Gaétan Barrette en 2014

« Nous allons insuffler un vent d’air frais au Québec. Nous allons ouvrir les fenêtres de notre grande maison. Nous allons nous donner une société dans laquelle nous serons plus libres et plus prospères ».
Jean Charest en 2003 

Le gouvernement semble avoir jeté son dévolu sur l’appellation «discipline budgétaire», en insistant sur le fait que cela ne devra pas affecter les services à la population. Si cet exercice passe par une réduction des services à la population, il s’agit d’austérité et c’est bien ce qui attend la population québécoise pour les prochaines années. Il sera essentiel de rester à l’affût et de documenter ce qui se cache derrière les discours habiles. 

Les gouvernements ne souhaitent pas être tenus responsables des déficits de l’État ni de l’effritement des services publics, ils tentent donc de camoufler le recours aux mesures d’austérité, mais autant la rigueur que la consolidation budgétaire peuvent engendrer des mesures d’austérité. 

Application stricte du principe selon lequel le solde budgétaire de l’État doit être nul chaque année. La loi sur l’équilibre budgétaire est essentiellement issue de ce principe. 

Resserrement du cadre financier, afin de limiter l’ampleur des écarts en fin d’année financière, cela peut notamment s’observer par des réorganisations dans les programmes gouvernementaux ou dans les différentes mesures fiscales. 

Réduction des dépenses de l’État, dans le but d’équilibrer les finances publiques ou de diminuer l’endettement de l’État. Cela peut prendre la forme de compressions budgétaires, d’élimination de programmes, de gels d’embauche ou de coupes de postes. 

Les coupures en quelques chiffres

La mise à jour économique de novembre 2024 ainsi que les plans de réduction des dépenses des employeurs permettent d’identifier quelques coupures, mais ceux-ci pourront changer rapidement au fur et à mesure des annonces. 

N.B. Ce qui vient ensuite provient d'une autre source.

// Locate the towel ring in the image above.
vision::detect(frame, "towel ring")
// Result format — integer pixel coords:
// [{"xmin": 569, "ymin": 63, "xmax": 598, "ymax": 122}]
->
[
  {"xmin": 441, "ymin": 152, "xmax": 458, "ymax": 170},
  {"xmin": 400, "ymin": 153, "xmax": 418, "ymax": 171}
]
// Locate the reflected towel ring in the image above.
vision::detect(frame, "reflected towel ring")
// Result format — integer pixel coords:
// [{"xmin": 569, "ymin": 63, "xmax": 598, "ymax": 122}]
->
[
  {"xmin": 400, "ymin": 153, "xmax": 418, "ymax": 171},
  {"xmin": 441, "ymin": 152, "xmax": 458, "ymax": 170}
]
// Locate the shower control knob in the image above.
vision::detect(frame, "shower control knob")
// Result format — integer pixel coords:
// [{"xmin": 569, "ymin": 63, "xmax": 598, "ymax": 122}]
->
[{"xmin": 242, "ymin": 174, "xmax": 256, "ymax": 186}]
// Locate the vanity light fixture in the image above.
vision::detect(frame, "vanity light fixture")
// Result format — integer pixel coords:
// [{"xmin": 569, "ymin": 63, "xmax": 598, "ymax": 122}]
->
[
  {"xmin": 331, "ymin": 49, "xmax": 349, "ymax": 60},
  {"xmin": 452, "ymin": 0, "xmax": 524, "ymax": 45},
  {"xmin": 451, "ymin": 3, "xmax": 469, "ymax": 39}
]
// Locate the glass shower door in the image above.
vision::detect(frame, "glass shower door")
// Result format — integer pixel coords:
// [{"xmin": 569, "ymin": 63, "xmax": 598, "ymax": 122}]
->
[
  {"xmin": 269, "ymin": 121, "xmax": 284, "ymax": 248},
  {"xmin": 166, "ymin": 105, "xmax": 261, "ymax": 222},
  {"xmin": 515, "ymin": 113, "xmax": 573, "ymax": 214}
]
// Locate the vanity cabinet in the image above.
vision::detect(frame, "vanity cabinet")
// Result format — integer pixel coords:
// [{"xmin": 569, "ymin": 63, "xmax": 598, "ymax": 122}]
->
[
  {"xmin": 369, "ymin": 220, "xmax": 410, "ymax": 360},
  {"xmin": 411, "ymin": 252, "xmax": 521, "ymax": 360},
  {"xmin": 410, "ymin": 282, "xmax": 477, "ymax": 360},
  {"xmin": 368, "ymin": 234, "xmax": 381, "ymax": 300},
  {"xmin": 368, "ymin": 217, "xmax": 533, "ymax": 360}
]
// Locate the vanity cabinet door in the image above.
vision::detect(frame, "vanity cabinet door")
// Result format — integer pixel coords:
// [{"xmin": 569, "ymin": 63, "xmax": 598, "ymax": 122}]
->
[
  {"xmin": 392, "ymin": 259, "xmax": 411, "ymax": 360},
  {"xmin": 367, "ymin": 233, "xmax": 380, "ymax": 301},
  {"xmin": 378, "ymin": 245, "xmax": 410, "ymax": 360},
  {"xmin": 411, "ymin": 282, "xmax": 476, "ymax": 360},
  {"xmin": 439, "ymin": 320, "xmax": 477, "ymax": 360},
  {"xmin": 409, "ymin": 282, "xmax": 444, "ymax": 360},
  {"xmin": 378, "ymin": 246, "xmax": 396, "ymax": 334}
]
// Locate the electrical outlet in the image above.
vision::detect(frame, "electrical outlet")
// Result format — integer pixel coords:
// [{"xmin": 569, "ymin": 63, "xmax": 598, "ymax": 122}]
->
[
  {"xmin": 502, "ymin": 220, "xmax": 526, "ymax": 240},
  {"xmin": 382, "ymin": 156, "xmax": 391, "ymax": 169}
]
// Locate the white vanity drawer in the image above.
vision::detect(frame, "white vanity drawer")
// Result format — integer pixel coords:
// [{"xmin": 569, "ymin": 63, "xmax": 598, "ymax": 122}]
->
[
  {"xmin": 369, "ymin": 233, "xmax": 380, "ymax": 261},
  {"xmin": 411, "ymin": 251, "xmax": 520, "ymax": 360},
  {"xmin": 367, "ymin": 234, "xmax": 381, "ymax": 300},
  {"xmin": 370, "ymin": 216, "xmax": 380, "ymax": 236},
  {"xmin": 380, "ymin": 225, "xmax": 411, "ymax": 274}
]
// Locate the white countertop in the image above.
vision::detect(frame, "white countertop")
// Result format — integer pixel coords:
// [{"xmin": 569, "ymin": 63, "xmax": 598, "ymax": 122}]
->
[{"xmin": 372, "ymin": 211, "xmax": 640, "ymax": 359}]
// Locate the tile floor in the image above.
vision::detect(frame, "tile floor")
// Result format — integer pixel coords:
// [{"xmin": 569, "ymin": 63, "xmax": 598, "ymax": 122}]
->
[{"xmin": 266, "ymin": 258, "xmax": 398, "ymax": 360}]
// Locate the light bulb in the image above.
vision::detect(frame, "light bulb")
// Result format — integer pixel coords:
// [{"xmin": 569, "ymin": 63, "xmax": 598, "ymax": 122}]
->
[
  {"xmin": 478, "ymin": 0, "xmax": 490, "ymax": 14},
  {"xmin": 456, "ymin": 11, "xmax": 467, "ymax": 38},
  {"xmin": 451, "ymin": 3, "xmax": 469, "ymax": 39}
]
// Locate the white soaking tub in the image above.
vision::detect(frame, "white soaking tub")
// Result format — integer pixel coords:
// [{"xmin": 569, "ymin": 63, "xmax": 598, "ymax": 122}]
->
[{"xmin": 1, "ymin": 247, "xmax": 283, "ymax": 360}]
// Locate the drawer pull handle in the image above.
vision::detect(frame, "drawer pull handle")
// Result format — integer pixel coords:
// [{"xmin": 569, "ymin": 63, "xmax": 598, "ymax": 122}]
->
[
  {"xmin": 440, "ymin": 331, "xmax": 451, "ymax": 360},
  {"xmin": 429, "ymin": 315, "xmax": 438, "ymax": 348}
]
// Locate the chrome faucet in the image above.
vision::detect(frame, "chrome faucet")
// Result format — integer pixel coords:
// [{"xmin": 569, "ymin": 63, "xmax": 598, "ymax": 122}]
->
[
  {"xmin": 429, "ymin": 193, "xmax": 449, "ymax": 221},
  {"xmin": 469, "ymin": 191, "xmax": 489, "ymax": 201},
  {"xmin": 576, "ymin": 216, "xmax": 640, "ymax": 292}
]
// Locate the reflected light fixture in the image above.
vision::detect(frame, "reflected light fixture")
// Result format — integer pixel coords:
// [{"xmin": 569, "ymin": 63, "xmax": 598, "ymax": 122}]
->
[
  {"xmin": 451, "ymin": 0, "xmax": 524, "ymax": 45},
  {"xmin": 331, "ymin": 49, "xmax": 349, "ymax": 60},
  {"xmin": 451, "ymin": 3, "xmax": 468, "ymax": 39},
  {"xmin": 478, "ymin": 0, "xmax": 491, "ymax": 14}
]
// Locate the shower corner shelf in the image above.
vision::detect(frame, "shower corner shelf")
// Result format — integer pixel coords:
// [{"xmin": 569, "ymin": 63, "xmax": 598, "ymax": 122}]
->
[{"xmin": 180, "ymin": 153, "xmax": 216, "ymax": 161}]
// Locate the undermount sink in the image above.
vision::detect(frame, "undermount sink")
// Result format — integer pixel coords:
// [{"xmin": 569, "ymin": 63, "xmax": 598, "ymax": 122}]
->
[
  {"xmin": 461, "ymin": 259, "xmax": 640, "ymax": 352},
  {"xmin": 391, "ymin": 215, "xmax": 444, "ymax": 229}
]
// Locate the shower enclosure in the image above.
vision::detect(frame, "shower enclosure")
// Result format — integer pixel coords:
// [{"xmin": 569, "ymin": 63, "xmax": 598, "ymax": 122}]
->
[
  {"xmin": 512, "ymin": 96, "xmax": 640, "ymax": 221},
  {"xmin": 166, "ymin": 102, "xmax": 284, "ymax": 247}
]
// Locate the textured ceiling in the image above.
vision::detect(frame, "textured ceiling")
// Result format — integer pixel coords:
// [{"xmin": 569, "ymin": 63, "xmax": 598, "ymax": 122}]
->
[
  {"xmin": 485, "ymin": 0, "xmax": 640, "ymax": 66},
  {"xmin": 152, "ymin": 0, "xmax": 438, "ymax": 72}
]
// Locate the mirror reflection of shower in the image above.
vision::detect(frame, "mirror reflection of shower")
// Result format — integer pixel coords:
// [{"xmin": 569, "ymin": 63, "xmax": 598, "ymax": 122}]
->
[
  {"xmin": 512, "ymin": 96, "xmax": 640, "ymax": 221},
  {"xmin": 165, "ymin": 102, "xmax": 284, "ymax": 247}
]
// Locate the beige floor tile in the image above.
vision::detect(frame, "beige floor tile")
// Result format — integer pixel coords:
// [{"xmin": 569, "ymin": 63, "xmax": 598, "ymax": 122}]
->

L’austérité : un choix politique qui affecte les services publics 

Depuis 35 ans, les politiques économiques sont largement influencées par la Banque mondiale et le « Consensus de Washington », un ensemble de principes élaborés en 1989 par John Williamson. Ces principes encouragent une discipline budgétaire stricte et visent à rendre les États plus compétitifs dans un contexte de mondialisation. Cela passe notamment par la réduction des dépenses publiques, souvent au détriment des services publics, au profit de secteurs jugés plus rentables.   

Au Québec, ces principes ont été appliqués à différents degrés depuis 1990 jusqu’à aujourd’hui.

L’effritement du filet social: impacts sur les femmes et leurs proches

Les impacts négatifs de ces stratégies sur la société ne sont plus à démontrer. Les programmes sociaux et les services publics constituent un filet de sécurité sociale pour assurer une certaine égalité des chances à l’ensemble de la population et, donc, les coupes dans les programmes contribuent à la croissance des inégalités sociales.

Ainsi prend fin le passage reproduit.